Limogeage de responsables : pourquoi il ne faut pas tirer de conclusions hâtives

Les choses se sont précipitées dans le sillage de l’affaire de la cocaïne saisie sur un bateau au large d’Oran. Dans un effet domino prévisible, plusieurs têtes sont tombées, dont les premiers responsables des principaux corps de sécurité du pays.

D’autres remplacements, moins médiatisés, ont eu lieu dans la hiérarchie de l’ANP et des services de sécurité à l’occasion de la fête de l’indépendance, sans être forcément liés aux péripéties de l’affaire Chikhi, puisque cette période est habituellement propice aux promotions et fins de fonction.

Les désormais ex-patrons de la police et de la gendarmerie, Abdelghani Hamel et Menad Nouba, ont tous deux le grade de général-major, soit le deuxième plus élevé de l’armée algérienne et trainent une carrière militaire longue d’au moins une quarantaine d’année.

Si le général Nouba était plutôt effacé et ne semblait pas s’accommoder des feux de la rampe, M. Hamel, lui, a rompu avec la réserve que pouvait lui imposer son long vécu dans l’armée.

Il était plutôt communicateur et avait une présence médiatique régulière et très remarquée depuis sa nomination au poste de directeur général de la Sûreté nationale en juillet 2010.

Le style du chef de la police, son CV et ses états de services ont même fini par faire de lui un acteur majeur de la scène publique. Certains iront même jusqu’à voir en lui un potentiel successeur pour le président Bouteflika à la tête du pays. Ambition fondée ou simple lubie des observateurs, quoiqu’il en soit, l’homme n’est plus en poste sur décision du président de la République.

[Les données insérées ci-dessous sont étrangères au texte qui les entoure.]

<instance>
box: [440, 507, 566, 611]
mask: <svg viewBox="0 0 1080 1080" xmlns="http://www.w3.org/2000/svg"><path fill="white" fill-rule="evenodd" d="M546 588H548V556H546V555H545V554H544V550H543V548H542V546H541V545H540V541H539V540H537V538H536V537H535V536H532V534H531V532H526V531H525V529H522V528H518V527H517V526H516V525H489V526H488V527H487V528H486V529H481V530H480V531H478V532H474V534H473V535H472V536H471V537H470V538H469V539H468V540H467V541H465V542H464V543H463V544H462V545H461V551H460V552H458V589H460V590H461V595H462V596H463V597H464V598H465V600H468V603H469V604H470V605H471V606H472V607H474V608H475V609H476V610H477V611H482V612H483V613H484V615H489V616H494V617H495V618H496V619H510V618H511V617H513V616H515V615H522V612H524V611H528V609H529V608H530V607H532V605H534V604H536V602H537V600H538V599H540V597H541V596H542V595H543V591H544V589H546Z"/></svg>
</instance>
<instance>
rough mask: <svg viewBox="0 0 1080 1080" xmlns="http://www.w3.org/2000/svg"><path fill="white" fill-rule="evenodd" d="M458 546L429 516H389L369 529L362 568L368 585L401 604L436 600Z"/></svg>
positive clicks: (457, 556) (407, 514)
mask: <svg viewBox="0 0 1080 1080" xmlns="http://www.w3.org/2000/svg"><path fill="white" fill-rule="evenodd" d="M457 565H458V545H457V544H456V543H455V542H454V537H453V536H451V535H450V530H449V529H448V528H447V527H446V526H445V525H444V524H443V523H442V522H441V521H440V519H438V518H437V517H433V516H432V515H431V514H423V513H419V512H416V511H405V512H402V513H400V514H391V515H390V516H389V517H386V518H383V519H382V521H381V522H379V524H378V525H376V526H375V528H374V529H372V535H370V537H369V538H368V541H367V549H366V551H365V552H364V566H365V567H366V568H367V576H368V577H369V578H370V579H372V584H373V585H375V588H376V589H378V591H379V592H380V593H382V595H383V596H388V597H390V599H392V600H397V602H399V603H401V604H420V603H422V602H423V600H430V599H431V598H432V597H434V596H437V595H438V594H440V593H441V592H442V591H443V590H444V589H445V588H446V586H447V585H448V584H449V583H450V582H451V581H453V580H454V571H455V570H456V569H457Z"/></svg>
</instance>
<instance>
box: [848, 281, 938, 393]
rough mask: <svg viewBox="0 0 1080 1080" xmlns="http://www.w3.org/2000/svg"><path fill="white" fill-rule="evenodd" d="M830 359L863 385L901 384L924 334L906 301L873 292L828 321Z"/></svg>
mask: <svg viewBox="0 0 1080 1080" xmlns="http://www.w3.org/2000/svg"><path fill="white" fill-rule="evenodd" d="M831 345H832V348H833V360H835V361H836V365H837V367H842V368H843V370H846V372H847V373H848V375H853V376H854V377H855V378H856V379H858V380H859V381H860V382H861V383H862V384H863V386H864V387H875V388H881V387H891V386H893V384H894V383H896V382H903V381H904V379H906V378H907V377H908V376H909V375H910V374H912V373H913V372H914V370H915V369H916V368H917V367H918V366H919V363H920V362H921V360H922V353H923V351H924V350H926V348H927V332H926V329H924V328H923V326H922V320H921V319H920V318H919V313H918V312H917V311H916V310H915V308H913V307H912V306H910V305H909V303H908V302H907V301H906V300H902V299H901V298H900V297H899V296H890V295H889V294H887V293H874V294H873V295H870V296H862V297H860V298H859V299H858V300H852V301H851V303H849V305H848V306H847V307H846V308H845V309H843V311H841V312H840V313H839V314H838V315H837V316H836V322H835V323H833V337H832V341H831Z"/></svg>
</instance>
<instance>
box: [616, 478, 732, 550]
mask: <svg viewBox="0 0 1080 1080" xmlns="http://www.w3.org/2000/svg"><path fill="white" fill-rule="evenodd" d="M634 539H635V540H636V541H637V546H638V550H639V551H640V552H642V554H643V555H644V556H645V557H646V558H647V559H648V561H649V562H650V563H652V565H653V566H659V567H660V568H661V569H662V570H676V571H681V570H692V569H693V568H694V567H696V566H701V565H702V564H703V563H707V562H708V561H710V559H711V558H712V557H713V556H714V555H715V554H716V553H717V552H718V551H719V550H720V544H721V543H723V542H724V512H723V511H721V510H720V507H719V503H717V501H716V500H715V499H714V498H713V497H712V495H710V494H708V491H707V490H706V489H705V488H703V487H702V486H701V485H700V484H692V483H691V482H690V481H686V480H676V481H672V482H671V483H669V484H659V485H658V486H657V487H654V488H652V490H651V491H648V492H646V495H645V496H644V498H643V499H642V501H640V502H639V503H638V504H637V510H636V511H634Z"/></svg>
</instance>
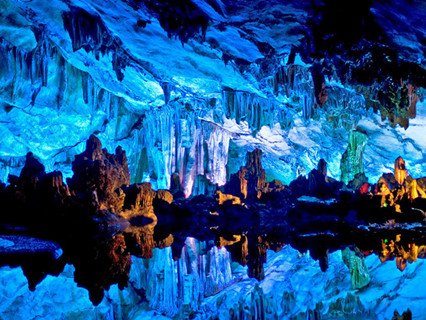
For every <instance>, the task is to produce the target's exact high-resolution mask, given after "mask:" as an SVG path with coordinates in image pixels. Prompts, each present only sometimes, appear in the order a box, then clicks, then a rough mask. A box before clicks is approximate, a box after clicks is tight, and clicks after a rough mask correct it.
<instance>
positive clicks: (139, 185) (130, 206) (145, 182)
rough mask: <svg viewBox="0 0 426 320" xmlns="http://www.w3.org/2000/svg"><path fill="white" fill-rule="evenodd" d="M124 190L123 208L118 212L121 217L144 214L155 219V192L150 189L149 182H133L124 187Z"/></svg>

S’agit-il pour Hamel, Nouba et les autres hauts responsables remplacés d’un départ définitif ou d’une simple mise au frigo ? Pour répondre à l’interrogation, il faut d’abord connaître les motifs réels de leur remplacement.

Parler dès maintenant d’une mise au ban définitive c’est aller vite en besogne et oublier qu’une telle sentence n’a que rarement fait partie des outils du système dans sa gestion des « conflits internes ».

Le recyclage du personnel politique et administratif au gré des besoins est une subtile manière pour le système de se régénérer, de redistribuer les cartes et de tenir en respect les bannis en leur faisant miroiter l’espoir d’un retour en grâce.

Le procédé est presque éculé : le haut responsable relevé de ses fonctions est nommé dans une ambassade d’importance proportionnelle à son rang et attend patiemment le coup de téléphone qui lui annoncera la fin de la traversée du désert.

Même quand il n’est pas placé dans une chancellerie, il se cloitre chez lui et évite toute déclaration ou action de nature à le « griller » définitivement.

Faut-il rappeler que même le président Bouteflika, même si son cas est très particulier, a accédé au sommet de l’État après deux décennies loin du système ?

Néanmoins, le cas le plus emblématique reste celui de l’actuel Premier ministre, Ahmed Ouyahia. C’est la quatrième fois que l’homme est nommé à ce poste sous deux présidents différents (1995-1998, 2003-2006, 2008-2012 et depuis 2017), et à chaque fois qu’il a dû le quitter sur décision de la présidence de la République, il n’a pas rechigné.

Ouyahia n’a pas connu de longues traversées du désert étant nommé dans l’intervalle de ses mandats de chef du gouvernement au poste de ministre de la Justice et de directeur de cabinet de la présidence, mais il lui est arrivé de rester un ou deux ans loin des affaires, tout en évitant de commettre l’imprudence de tenter une rébellion.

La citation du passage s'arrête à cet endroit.